The story of these two ancient Greek women comes from the Greek historian Pausanius in his Description of Greece, and he further relates that, for their heroism, statues of them were erected at Delphi following the Persian defeat.

Telesilla of Argos

A native of Argos, Telesilla was a prominent lyric poet, considered one of the nine Female Lyric Poets of Greece by Antipater of Thesalonike.

As she was constantly sick as a young woman, she consulted an oracle, who told her to dedicate her life to the Muses.

She studied music and poetry and was quickly healed. She not only became an influential poet, but also gained fame by pushing the Spartan forces away from her hometown.

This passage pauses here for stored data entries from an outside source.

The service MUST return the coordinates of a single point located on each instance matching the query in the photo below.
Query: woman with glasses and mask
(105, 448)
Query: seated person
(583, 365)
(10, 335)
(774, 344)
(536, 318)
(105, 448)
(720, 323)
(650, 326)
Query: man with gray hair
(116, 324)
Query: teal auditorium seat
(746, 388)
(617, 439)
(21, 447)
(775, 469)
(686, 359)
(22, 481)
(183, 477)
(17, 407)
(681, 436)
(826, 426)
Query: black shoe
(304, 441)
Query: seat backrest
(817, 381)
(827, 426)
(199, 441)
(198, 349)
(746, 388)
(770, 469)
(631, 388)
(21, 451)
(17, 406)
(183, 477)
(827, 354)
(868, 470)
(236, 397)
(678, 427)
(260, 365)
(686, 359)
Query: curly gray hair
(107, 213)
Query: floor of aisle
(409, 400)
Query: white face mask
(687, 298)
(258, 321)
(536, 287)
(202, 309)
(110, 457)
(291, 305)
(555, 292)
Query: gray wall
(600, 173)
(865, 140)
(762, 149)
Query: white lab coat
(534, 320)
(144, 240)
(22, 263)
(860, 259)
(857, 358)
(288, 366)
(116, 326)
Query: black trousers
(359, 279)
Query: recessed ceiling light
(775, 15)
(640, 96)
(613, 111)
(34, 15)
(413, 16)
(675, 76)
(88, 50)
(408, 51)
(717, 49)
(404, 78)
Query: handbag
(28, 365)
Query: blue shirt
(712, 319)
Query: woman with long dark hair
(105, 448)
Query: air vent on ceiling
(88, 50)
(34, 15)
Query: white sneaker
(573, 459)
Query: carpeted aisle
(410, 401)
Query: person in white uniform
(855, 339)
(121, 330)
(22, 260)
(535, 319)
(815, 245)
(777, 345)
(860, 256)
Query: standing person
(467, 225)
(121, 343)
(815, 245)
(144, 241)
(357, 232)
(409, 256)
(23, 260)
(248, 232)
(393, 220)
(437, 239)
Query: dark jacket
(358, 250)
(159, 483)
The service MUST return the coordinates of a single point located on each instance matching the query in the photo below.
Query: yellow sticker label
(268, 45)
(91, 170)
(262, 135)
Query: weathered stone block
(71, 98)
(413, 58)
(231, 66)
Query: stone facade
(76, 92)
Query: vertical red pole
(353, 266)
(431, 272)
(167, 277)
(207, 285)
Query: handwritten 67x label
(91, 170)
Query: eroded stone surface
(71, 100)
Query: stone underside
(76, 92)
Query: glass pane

King Cleomenes of Sparta defeated the Argive soldiers in the Battle of Sepeia, but when the Spartans were ready to take the city they found that Telesilla had gathered and armed the women, slaves and remaining men of the city.

The makeshift army fought so valiantly that the Spartans fled.

Agnodice of Athens

Women in ancient Greece
Agnodice. Public Domain

Agnodice, or Agnodike, is a legendary figure credited as the first female midwife or physician in ancient Athens.

Her story is told by the Roman author Gaius Julius Hyginus in his work “Fabulae.”

Agnodice studied medicine under Herophilus, and worked as a physician in her home city of Athens disguised as a man, because women at the time were forbidden from practicing medicine.

As her popularity with female patients grew, rival physicians accused her of seducing the women of Athens.

She was tried, and revealed her sex to the jury by lifting her tunic (a gesture known in ancient Greek as anasyrma).

Accused of illegally practicing medicine as a woman, she was defended by the women of Athens who praised her for her effective treatments.

She was acquitted, and the law against female physicians in Athens was revoked.